У него был небольшой жар, мешавший ему собраться с мыслями. Минутами он бредил. Он как раз читал, как молодой Серрано, израненный, возвращается в Эскуриал после блистательной победы над карлистами. Королева Изабелла принимает его, взволнованная и бледная. Муслин бурно вздымается на ее груди.
- Генерал, вы ранены? - спрашивает она его дрожащим голосом.
Несчастному Золзикевичу кажется, что он-то и есть Серрано.
- Ох, ох, ранен, - говорит он слабым голосом, - простите, королева. Не могу вам только сказать, куда я ранен. Этикет этого не позволяет. Ой! Ой! Ваше величество...
- Отдохните, генерал! Садитесь же, садитесь и расскажите мне о своих геройских подвигах.
- Рассказать-то я могу, а уж сесть - никак! - восклицает в отчаянии Серрано-Золзикевич. - Ох! Простите, королева! Этот проклятый Кручек... я хотел сказать - Дон Хозе... Ай! Ай!
Сильная боль приводит его в чувство. Серрано озирается по сторонам и видит: на столе потрескивает свеча, так как начала гореть пропитанная салом муха, а другие мухи ползают по стенам... Так это не Эскуриал? И королевы Изабеллы тоже нет? Очнувшись окончательно, Золзикевич приподнимается, мочит платок в кувшине, предусмотрительно поставленном под кровать, и меняет компресс.

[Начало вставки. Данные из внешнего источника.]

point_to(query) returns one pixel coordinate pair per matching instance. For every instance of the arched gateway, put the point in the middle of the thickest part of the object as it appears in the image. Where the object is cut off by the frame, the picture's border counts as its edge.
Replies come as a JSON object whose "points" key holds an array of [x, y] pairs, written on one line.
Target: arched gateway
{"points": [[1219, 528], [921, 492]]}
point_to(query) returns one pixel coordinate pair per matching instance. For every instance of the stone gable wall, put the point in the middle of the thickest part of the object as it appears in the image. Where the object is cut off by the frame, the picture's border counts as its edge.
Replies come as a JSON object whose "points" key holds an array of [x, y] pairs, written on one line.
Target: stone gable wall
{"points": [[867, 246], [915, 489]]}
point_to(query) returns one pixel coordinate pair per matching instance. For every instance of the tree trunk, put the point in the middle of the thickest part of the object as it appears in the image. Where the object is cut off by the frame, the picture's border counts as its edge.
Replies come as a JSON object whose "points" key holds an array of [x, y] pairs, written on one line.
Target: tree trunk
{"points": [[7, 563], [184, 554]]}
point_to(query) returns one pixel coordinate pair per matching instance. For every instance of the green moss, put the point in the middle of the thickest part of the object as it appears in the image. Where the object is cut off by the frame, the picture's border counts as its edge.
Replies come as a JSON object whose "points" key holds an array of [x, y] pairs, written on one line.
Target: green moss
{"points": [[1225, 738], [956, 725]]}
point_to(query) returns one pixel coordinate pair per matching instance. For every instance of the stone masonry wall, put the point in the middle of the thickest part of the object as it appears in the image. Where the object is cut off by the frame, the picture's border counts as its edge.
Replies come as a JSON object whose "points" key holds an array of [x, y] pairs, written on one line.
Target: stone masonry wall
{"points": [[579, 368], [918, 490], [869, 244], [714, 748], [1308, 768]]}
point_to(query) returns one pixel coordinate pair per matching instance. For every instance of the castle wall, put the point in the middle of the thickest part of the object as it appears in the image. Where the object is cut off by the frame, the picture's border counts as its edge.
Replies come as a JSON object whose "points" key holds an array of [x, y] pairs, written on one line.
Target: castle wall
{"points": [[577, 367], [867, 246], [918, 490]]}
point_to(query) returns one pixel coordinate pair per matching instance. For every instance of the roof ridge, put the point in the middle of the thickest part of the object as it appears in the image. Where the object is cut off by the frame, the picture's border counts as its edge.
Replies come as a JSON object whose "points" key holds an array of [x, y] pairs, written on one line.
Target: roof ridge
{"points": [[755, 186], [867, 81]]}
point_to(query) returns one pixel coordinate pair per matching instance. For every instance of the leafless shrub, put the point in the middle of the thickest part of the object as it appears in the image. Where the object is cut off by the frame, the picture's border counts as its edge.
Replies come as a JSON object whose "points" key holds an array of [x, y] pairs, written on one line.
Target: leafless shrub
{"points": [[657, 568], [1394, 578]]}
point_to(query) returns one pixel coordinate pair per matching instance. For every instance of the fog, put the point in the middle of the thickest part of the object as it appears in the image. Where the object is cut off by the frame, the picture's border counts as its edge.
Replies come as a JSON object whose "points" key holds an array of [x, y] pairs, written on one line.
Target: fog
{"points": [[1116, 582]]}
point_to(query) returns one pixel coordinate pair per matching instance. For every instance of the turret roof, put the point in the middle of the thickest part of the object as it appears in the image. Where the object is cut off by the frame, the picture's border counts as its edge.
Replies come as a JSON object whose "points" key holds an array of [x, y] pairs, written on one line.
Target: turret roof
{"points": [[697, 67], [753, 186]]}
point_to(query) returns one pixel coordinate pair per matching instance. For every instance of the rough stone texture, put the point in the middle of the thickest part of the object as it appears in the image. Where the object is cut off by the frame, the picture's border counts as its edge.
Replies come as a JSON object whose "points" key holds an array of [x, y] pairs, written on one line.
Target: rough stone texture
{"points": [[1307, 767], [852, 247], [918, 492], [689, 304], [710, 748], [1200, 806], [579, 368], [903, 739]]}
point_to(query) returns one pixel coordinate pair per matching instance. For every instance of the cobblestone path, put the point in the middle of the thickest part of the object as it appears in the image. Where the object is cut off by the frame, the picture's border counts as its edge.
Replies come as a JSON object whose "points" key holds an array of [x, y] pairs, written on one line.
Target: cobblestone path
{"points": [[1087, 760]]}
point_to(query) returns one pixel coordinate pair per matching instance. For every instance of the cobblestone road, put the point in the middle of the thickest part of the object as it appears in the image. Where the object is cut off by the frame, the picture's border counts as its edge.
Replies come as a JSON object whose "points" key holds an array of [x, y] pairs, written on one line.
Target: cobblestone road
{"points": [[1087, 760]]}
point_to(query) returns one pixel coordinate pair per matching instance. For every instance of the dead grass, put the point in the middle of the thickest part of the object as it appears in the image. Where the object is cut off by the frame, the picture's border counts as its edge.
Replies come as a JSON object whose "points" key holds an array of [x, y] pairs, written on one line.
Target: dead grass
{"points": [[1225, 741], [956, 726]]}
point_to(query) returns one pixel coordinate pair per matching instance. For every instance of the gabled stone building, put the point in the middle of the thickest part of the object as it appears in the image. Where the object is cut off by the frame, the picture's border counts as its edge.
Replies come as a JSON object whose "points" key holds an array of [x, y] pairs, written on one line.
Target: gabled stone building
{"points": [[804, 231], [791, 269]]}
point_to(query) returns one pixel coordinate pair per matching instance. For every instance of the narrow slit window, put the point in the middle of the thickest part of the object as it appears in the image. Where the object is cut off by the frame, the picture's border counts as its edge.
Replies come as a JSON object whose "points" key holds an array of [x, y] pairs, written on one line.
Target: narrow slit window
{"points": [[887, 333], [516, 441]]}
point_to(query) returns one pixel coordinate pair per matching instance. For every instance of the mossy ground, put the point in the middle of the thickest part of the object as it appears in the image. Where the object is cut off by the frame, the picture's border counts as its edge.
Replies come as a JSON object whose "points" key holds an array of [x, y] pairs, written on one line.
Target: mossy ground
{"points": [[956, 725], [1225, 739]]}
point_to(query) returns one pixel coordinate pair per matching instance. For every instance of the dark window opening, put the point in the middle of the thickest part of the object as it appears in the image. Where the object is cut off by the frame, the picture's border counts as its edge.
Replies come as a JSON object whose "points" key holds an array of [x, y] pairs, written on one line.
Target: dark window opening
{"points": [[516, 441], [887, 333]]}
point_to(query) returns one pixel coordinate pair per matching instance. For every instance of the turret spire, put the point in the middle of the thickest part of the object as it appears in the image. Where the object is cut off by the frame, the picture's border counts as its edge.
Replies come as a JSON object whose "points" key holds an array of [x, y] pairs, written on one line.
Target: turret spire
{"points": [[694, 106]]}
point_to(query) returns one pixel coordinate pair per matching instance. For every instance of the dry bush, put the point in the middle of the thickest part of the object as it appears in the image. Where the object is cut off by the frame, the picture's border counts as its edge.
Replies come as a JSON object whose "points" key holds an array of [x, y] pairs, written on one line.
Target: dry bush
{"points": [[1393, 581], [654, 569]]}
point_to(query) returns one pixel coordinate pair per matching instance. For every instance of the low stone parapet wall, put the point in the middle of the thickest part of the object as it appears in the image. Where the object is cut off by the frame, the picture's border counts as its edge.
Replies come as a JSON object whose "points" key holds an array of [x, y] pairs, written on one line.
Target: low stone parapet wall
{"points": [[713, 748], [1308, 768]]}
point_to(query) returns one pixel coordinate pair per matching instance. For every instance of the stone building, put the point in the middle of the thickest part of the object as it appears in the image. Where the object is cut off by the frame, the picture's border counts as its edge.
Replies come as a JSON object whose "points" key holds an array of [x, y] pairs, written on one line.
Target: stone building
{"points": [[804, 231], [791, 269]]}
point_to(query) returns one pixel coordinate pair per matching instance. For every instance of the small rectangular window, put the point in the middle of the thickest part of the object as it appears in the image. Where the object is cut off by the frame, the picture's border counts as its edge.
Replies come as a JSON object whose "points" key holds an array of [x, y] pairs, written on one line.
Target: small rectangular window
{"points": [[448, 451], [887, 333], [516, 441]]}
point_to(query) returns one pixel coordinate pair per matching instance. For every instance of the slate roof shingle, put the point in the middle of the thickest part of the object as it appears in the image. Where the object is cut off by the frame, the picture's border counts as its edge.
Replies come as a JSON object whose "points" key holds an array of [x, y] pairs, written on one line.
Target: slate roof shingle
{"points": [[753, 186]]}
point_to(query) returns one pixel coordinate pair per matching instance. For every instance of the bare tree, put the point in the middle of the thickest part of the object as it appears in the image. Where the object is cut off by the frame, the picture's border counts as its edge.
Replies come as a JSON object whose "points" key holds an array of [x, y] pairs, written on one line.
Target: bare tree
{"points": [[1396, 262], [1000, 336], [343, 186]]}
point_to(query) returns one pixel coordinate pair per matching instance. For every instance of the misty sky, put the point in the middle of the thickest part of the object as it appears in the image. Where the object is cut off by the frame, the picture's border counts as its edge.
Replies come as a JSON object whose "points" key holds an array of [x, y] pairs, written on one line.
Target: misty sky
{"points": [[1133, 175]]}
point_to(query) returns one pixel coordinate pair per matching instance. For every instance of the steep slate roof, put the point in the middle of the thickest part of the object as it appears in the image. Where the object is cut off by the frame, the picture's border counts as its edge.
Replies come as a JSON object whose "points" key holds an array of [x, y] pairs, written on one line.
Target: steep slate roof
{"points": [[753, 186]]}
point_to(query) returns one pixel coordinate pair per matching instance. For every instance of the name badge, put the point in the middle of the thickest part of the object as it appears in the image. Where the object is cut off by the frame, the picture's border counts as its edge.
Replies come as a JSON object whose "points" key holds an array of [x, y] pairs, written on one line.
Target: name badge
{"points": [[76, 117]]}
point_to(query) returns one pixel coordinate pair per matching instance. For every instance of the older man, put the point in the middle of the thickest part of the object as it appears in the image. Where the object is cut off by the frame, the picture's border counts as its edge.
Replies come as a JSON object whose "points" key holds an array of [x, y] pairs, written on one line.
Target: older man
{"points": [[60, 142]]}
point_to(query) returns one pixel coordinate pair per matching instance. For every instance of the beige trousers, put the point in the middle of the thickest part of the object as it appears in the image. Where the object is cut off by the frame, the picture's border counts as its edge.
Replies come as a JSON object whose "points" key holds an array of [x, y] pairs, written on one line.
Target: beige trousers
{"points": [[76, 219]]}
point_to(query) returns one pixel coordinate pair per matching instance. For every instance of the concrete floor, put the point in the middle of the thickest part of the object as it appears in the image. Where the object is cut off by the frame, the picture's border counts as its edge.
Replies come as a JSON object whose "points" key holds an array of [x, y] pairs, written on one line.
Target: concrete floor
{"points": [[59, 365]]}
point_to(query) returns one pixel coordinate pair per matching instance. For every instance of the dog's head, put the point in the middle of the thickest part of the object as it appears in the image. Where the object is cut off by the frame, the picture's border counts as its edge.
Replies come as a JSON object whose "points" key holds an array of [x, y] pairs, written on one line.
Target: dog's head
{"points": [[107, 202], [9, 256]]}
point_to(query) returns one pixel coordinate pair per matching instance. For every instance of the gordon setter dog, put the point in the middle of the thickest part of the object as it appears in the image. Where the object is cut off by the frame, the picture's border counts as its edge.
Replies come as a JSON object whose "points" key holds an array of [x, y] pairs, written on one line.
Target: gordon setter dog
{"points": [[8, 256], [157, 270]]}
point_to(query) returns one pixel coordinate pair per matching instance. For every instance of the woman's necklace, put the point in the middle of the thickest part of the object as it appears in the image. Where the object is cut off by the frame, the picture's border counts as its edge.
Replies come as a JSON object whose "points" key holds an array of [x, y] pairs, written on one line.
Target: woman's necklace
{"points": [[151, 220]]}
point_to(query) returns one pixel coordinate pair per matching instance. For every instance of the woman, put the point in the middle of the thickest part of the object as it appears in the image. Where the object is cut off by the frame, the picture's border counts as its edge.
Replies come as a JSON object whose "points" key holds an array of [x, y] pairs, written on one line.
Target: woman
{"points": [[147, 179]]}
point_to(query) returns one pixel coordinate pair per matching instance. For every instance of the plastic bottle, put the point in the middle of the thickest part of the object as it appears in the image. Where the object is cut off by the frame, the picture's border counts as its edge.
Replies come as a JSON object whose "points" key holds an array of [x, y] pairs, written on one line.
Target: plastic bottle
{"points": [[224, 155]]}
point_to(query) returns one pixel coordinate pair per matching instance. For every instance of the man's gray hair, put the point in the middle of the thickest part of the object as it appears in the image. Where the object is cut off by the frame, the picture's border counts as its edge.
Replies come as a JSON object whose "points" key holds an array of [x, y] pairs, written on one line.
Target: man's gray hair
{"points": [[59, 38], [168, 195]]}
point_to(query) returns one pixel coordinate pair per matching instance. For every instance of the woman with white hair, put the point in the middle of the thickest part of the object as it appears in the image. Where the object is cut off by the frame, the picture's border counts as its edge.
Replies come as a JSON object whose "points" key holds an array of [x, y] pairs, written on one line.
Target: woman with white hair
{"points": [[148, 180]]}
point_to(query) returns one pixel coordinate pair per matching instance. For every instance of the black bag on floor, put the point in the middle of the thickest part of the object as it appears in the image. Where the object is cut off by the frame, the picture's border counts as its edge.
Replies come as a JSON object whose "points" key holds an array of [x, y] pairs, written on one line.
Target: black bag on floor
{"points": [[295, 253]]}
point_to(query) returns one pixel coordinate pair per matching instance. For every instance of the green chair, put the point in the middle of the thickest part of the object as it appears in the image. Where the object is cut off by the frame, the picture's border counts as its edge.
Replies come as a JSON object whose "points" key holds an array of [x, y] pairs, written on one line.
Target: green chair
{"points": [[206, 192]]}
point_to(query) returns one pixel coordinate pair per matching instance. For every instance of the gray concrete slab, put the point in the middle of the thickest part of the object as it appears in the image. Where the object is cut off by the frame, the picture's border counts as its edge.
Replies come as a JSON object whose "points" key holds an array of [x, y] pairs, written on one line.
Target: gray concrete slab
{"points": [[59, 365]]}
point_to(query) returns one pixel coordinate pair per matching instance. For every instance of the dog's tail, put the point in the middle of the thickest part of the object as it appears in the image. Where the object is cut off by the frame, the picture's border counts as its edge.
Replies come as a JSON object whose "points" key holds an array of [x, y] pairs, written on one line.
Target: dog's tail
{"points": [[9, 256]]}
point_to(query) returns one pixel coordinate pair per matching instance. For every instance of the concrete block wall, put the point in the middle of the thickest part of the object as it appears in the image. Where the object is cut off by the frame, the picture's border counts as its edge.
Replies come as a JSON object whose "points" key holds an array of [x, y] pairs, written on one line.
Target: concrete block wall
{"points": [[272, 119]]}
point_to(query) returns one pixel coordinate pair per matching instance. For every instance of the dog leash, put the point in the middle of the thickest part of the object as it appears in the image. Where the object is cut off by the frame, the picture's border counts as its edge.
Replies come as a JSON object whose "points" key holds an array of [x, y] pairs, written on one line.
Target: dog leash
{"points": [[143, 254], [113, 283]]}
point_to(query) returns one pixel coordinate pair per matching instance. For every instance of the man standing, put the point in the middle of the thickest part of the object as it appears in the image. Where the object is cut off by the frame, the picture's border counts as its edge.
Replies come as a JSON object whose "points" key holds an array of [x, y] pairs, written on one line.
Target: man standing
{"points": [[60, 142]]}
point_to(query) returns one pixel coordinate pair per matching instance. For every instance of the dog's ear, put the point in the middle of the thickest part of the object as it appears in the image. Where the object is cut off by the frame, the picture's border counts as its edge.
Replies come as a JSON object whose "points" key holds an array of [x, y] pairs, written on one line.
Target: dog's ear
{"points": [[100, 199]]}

Затем поворачивается лицом к стене и засыпает или, точнее говоря, не то во сне, не то наяву снова скачет на почтовых в Эскуриал.
- Милый Серрано! Возлюбленный мой! - шепчет королева. - Дай я сама осмотрю твои раны...
У Серрано волосы встают дыбом. Он сознает всю безвыходность положения. Как ослушаться королеву, а как решиться на столь интересный осмотр? Холодный пот выступает на его лбу, как вдруг...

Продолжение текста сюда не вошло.